As Brazil continues to navigate itself out of one of the worst recessions in the country’s history, record volumes of agribusiness receivables certificates – or CRAs, as they are known colloquially – were issued in 2016. Investors and analysts believe the trend could continue in 2017 – especially with the industry’s first cross-border dollar denominated CRA in the offing.

Recent figures released by ANBIMA, Brazil’s capital markets association, attest to the surge. Brazilian companies excluding leasing organisations raised BRL178.5bn through a variety of capital markets instruments in 2016, a 27.5% increase on 2015. Debentures continued to lead domestic market offerings, with BRL57bn, but were down 11.6% from the previous year. However, issuance of real estate and agribusiness‐backed securities, CRI and CRA, increased 72.7% and 193% respectively, and combined these instruments now account for over a quarter of all debt financing in Brazil.

Since the recession hit two years ago, CRAs became a hit with retail investors, particularly due to the income tax breaks applicable to them, while local companies loved them because they offer cheap financing at a time when other funding sources like syndicated loans, local debentures and foreign bond sales dried up or were considered too expensive.

These real-denominated notes are backed by receivables on crops that have been forward-sold, which also makes them relatively safe in today’s emerging-market selloff, and resilient to commodity-price swings.

Agriculture was one of the few industries that expanded as the rest of Brazil’s economy contracted 2.6% in the second quarter of 2016. The value of the country’s crop output increased 1.8% in 2016. Analysts suspect this is one of the factors that made CRAs more attractive for retail investors when compared to similar securities like CRIs (real estate debentures), particularly with real estate growth remaining so subdued.

Felipe Ribeiro, a finance manager at securitization company Grupo Gaia, said the reason why these markets have shined at a time of crisis is mainly because demand has massively exceeded supply, leading to significant price compression.

This was demonstrated repeatedly in 2016, when pulp producers Fibria Celulose SA and Suzano Papel e Celulose SA, wood-panel manufacturer Duratex SA, and processed-food maker BRF SA raised almost BRL3.3bn through CRAs. These local companies paid an average 119.9% when fundraising through ordinary debentures, but often paid between 96% to 98% of the benchmark CDI rate – a huge discount.

The Cross-Border CRA: Will it Finally Happen?

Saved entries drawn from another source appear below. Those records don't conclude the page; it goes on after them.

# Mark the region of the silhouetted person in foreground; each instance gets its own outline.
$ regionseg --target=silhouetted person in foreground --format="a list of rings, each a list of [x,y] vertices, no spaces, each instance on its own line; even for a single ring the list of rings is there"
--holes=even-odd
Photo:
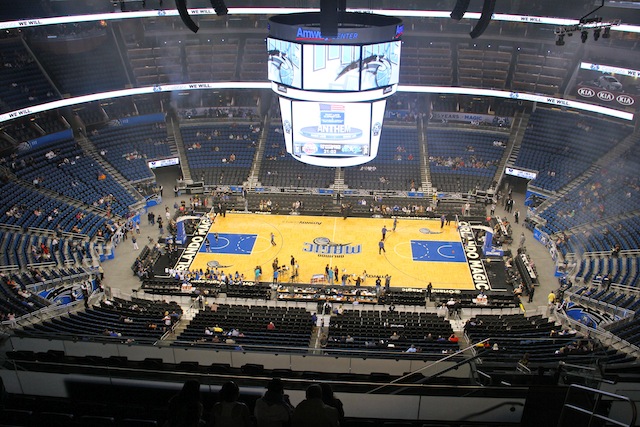
[[[200,403],[200,383],[188,380],[182,390],[169,400],[167,421],[164,427],[198,427],[201,422],[202,403]]]
[[[331,385],[327,383],[320,384],[322,388],[322,401],[325,405],[329,405],[332,408],[335,408],[338,411],[338,420],[340,424],[344,423],[344,407],[342,406],[342,401],[333,395],[333,389],[331,389]]]
[[[284,394],[284,386],[279,378],[274,378],[267,385],[267,392],[256,400],[253,414],[258,427],[285,427],[291,423],[293,406],[289,396]]]
[[[226,382],[220,389],[220,401],[211,410],[210,426],[252,427],[249,408],[238,402],[240,389],[233,381]]]
[[[293,412],[292,427],[338,427],[339,414],[336,408],[322,401],[322,388],[313,384],[307,388],[307,398]]]

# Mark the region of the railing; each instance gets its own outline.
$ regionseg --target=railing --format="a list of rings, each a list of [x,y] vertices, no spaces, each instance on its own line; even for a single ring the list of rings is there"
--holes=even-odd
[[[82,344],[82,343],[79,343]],[[121,346],[126,347],[126,346]],[[135,347],[135,346],[132,346]],[[114,386],[130,386],[132,381],[139,380],[140,387],[171,387],[187,379],[197,379],[201,384],[201,392],[216,393],[224,381],[234,380],[239,384],[251,384],[243,389],[243,393],[261,395],[271,377],[241,373],[204,373],[204,372],[167,372],[159,369],[134,369],[127,367],[99,366],[96,364],[63,364],[55,362],[37,363],[45,370],[48,367],[55,371],[81,369],[80,372],[91,371],[92,377],[108,378]],[[42,381],[51,381],[49,389],[60,384],[61,374],[43,372],[34,376],[31,372],[22,372],[19,361],[14,362],[13,374],[18,381],[12,381],[10,392],[30,394],[29,390],[41,387]],[[304,389],[314,383],[309,378],[283,378],[286,393],[293,405],[301,402],[305,396]],[[40,384],[38,384],[40,382]],[[395,384],[389,387],[407,390],[404,395],[374,395],[364,390],[379,386],[381,383],[371,381],[326,380],[334,390],[340,390],[340,399],[344,403],[347,417],[362,417],[388,420],[460,420],[467,422],[506,423],[518,425],[527,398],[525,387],[478,387],[452,385]],[[64,387],[64,386],[63,386]],[[61,390],[61,395],[66,391]],[[384,400],[382,400],[384,399]],[[461,400],[462,399],[462,400]],[[465,400],[468,399],[468,400]],[[434,400],[439,402],[434,407]],[[385,402],[385,403],[383,403]],[[468,403],[468,404],[467,404]],[[481,425],[481,424],[478,424]]]
[[[46,235],[46,236],[55,236],[56,235],[56,232],[53,231],[53,230],[49,230],[47,228],[38,228],[38,227],[29,227],[27,229],[27,232],[28,233],[33,233],[33,234]],[[63,231],[62,232],[62,237],[66,238],[66,239],[89,240],[89,235],[88,234],[72,233],[70,231]]]
[[[586,307],[594,308],[598,311],[610,314],[614,318],[617,317],[620,319],[624,319],[626,317],[634,315],[633,311],[629,311],[626,308],[618,307],[603,301],[595,300],[593,298],[589,298],[584,295],[574,294],[573,292],[570,292],[568,290],[564,292],[564,295],[565,297],[569,297],[570,301],[580,302],[580,304]]]
[[[617,335],[612,334],[609,331],[604,329],[594,329],[590,328],[579,321],[570,318],[566,313],[561,311],[555,311],[554,313],[555,319],[562,324],[562,326],[570,325],[576,331],[585,333],[588,336],[595,336],[598,340],[605,344],[610,345],[613,348],[625,352],[627,354],[631,354],[634,357],[640,357],[640,348],[636,345],[631,344]]]
[[[19,233],[22,233],[22,227],[19,227],[17,225],[12,225],[12,224],[1,223],[0,229],[8,230],[8,231],[17,231]]]
[[[613,403],[627,403],[628,420],[621,421],[611,416]],[[587,406],[588,405],[588,406]],[[620,411],[615,411],[620,415]],[[637,410],[635,402],[629,397],[609,393],[578,384],[569,386],[565,397],[558,427],[567,426],[602,426],[615,425],[632,427],[636,423]]]

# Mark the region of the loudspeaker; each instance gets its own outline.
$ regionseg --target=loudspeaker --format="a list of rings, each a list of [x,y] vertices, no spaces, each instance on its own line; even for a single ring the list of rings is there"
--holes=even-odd
[[[211,0],[211,7],[216,11],[216,15],[224,16],[229,12],[227,5],[224,4],[224,0]]]
[[[338,0],[320,0],[320,34],[338,36]]]
[[[472,39],[478,38],[484,33],[484,31],[489,26],[491,22],[491,17],[493,16],[493,10],[496,8],[496,0],[484,0],[484,5],[482,6],[482,14],[480,15],[480,19],[473,30],[469,33]]]
[[[467,9],[469,9],[469,1],[470,0],[458,0],[451,12],[451,19],[455,21],[461,20],[467,12]]]
[[[197,33],[200,27],[198,27],[196,23],[193,22],[193,19],[191,19],[191,16],[189,16],[189,12],[187,11],[187,0],[176,0],[176,8],[178,9],[180,19],[182,19],[184,25],[194,33]]]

While domestic retail investors have ploughed into these assets, international fund managers have long talked about the possibility of a “cross-border” CRA denominated in US dollars. Without a clear indication of how the tax incentives currently applied to CRAs denominated in reals would work on cross-border CRA trades, and until larger institutional investors and hedge funds get bought into the asset class, there is unlikely to be much progress on this front.

“When a foreign investor comes to invest in Brazil, bonds have tax exemptions-but this doesn´t include CRAs,” Ribeiro explained.

Ribeiro nevertheless believes that 2017 will finally be the year we see a cross-border CRAs, and his group is currently trying to partner with a large “foreign sponsor” in the hopes of developing the asset class. A source also disclosed to Bonds & Loans that EcoAgro, another Brazilian securitisation company, is working with a number of agribusinesses and foreign investors – and could launch the first US dollar-denominated CRA as early as May 2017.

The main hurdle for these securitisation firms has been to find ways of compensating for the up to 15% in tax exemptions granted to local investors buying into CRAs. With the Brazilian Exchange Commission (CVM) looking to pass new rules on CRAs that could among other things claw-back some of the tax incentives investors enjoy, time could be of the essence.